Hi all,
I'm working on a way of recording (logging) a radio station's output. At the moment, software is used that records in hour-long segments, which is absoutely fine for archiving purposes, but when presenters want to take their programmes and do things with it (ie, cut it down for podcasts or 'best-of's) then it gets a little awkward if a programme is over two files (for instance, the logger software cuts its file at the top of the hour, but the programme is broadcast between quarter to and quarter past the hour). It would be much more useful if the logger logged the output on a per-programme basis.

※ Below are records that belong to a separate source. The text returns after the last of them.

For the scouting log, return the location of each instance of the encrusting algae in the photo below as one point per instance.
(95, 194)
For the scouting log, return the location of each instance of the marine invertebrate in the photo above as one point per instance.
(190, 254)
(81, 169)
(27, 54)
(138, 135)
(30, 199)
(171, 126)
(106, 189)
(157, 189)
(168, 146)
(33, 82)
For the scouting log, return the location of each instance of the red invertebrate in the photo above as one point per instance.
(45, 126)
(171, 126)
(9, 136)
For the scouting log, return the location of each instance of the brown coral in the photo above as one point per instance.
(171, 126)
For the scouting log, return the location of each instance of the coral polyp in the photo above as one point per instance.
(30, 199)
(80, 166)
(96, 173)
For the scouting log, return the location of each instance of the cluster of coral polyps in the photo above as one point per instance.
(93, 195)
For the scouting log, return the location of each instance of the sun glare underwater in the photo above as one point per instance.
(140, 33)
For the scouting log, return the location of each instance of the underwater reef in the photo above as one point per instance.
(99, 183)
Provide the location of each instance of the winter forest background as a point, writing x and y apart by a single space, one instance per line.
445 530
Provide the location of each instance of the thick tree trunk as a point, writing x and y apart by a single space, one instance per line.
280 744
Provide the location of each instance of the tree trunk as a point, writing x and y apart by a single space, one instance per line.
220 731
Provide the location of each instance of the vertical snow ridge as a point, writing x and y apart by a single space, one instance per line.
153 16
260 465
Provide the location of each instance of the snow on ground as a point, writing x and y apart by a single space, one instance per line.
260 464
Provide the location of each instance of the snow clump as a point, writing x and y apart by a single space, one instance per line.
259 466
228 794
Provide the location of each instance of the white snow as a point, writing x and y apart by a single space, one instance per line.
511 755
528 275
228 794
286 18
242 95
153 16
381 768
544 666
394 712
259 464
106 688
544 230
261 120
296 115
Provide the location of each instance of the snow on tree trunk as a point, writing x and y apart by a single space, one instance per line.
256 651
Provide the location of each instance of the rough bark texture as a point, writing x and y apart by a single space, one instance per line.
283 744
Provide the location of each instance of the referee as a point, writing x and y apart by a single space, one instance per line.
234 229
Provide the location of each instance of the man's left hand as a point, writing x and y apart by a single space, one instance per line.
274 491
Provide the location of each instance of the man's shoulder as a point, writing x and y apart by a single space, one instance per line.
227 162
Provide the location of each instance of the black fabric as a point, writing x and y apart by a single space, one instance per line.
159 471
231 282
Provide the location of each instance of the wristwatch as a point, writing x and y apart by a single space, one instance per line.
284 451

I intend to use ALSA's 'arecord' to record the file - at the moment I've been playing with using 'streamripper' as the 'track' title changes depending on the programme (rather than the track being played) so that works fine to record, it just seems a little silly given that at the moment, the same computer that's running streamripper to do the logging is the one that's having the audio fed into it to send to the streaming servers!

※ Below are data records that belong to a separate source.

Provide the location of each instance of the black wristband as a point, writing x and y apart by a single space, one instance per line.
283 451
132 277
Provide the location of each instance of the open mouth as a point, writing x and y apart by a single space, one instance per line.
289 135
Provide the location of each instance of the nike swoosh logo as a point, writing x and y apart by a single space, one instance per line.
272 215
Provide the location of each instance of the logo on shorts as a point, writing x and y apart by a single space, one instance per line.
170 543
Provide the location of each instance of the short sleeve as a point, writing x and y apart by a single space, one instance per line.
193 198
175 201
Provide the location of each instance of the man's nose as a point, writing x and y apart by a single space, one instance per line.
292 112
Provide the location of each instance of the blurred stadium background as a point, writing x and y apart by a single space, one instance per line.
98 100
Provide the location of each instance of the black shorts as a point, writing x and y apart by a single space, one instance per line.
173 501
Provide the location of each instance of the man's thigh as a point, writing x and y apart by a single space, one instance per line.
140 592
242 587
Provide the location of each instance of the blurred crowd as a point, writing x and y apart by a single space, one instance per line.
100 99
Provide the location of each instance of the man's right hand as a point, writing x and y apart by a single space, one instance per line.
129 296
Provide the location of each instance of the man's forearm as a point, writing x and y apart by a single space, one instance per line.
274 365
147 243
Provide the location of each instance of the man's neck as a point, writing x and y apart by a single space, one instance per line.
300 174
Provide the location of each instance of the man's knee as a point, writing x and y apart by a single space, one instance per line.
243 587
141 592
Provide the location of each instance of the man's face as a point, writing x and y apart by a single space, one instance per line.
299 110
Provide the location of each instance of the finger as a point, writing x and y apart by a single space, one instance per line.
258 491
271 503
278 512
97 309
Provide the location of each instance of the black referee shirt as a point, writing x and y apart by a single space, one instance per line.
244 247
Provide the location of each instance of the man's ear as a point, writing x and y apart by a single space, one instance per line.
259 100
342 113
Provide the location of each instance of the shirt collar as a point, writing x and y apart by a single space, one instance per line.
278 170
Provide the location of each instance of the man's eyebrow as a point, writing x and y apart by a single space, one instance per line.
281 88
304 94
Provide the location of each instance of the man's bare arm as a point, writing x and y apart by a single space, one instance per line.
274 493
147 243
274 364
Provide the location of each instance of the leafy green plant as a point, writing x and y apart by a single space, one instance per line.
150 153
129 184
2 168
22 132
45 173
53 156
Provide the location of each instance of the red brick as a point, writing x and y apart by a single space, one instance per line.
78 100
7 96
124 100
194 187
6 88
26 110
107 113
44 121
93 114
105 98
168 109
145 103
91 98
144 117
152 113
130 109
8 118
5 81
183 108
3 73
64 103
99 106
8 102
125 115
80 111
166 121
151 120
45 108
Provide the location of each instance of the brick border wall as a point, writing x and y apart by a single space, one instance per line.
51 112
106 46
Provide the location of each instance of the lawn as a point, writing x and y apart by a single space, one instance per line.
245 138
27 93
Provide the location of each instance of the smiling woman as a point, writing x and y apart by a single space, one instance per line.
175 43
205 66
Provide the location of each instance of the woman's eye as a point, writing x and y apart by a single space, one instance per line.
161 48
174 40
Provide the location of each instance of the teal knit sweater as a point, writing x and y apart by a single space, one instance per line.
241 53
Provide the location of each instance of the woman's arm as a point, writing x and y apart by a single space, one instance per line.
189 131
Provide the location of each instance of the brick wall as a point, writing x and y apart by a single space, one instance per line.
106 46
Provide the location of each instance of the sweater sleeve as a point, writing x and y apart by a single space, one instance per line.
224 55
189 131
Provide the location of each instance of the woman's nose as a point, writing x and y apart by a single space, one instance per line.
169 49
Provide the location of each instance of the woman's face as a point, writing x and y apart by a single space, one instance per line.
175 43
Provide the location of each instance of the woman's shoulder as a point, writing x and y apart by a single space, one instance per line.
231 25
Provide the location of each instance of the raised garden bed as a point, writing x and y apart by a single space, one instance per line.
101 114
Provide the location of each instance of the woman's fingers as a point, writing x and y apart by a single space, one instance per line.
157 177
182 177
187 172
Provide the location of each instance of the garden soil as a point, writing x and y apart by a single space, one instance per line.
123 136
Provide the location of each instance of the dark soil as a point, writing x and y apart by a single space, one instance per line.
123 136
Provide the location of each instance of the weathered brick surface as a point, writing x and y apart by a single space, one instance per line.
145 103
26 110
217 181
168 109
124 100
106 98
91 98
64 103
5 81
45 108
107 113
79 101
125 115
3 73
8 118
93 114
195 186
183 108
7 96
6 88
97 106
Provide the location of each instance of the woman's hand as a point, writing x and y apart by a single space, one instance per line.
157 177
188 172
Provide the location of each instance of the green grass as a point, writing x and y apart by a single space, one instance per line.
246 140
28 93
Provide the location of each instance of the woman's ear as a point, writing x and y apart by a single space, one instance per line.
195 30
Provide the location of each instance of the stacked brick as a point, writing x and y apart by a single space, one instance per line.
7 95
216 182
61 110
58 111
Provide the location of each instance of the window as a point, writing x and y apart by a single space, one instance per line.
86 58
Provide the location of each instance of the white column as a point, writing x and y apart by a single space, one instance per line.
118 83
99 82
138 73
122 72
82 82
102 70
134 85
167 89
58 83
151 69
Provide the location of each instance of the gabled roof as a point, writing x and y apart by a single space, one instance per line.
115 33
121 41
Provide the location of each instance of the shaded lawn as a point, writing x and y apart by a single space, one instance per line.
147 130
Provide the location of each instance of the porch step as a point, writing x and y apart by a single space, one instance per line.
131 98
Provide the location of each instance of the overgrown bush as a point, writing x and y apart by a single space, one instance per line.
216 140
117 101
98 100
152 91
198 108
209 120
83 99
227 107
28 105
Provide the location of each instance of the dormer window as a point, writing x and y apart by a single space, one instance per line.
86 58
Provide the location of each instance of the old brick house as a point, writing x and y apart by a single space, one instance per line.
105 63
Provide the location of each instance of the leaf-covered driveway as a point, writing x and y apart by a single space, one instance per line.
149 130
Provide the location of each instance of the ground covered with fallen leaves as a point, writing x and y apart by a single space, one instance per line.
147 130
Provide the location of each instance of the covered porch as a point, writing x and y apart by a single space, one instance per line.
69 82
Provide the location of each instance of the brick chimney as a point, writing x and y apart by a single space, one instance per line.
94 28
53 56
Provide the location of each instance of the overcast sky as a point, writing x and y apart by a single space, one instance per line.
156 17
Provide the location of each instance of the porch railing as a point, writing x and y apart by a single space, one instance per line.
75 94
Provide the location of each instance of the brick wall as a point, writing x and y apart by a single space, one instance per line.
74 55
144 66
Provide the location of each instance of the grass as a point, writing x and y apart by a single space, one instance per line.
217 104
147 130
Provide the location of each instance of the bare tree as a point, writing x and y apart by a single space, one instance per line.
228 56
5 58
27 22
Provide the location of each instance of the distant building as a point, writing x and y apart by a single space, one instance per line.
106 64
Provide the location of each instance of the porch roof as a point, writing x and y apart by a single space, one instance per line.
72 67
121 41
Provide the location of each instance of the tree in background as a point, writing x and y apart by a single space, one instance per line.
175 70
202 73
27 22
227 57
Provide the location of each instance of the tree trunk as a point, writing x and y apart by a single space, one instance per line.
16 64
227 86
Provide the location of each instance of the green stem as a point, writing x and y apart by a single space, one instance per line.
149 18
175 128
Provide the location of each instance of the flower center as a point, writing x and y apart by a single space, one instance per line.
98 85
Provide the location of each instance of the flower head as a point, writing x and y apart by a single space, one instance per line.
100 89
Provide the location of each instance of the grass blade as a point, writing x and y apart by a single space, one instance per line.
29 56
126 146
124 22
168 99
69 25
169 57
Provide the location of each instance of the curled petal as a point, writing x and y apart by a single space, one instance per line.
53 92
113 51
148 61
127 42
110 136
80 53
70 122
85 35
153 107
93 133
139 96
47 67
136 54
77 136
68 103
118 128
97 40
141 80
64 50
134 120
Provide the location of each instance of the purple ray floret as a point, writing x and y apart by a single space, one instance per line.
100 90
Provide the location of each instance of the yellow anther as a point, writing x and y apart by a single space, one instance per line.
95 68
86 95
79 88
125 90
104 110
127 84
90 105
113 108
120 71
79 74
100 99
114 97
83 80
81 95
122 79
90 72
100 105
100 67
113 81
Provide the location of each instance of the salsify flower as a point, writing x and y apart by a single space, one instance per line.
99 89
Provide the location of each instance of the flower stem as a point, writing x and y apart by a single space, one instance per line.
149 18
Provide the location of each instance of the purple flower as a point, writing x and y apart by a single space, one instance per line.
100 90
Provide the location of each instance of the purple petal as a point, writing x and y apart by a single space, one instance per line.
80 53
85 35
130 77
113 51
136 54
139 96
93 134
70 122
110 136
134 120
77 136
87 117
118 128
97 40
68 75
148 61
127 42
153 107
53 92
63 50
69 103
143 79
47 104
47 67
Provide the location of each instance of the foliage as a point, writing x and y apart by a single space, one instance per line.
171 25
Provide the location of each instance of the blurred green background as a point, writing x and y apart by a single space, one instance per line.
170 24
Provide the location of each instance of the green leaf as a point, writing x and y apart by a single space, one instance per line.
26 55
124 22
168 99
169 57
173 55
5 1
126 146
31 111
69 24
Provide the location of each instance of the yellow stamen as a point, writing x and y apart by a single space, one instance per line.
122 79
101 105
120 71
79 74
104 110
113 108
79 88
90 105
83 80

The schedule is held in a mySQL database, and, as you'd expect, contains the start and end times of the programmes. However, it is not necessarily a standard time for recording. At the moment, a cron task runs a PHP script that connects to the database to update the website and the stream titles as well as collect listener statistics. This runs every ten minutes, so it's already extracting the data it needs.
However, how can I get 'arecord' to run at the correct time with the correct paramaters? So, if on the ten-minute cron task, I find that the next programme starts at 10.30, and is 45 minutes long, I'll need to set up 'arecord' to record at 10.28 for 49 minutes (I also want to add a couple of minutes either side just in case - on community, RSL, and student stations, presenters don't often keep to time!). But the next day, the 10.30 show may be 60 minutes long, or the show that started at 10 may run until 11. The PHP scrupt that runs every ten minutes gets all of this data, but how can I use that to schedule?
A scour of the Internet came up with two options, one was to get PHP to write to crontab, the other - that seemed closest to what I want - was from here, but that involves running a cron task every minute... surely that can't be a good way to do it? (The scour wasn't too successful, mostly because I wasn't entirely sure what I was exactly searching for!)
Any help would be gratefully received!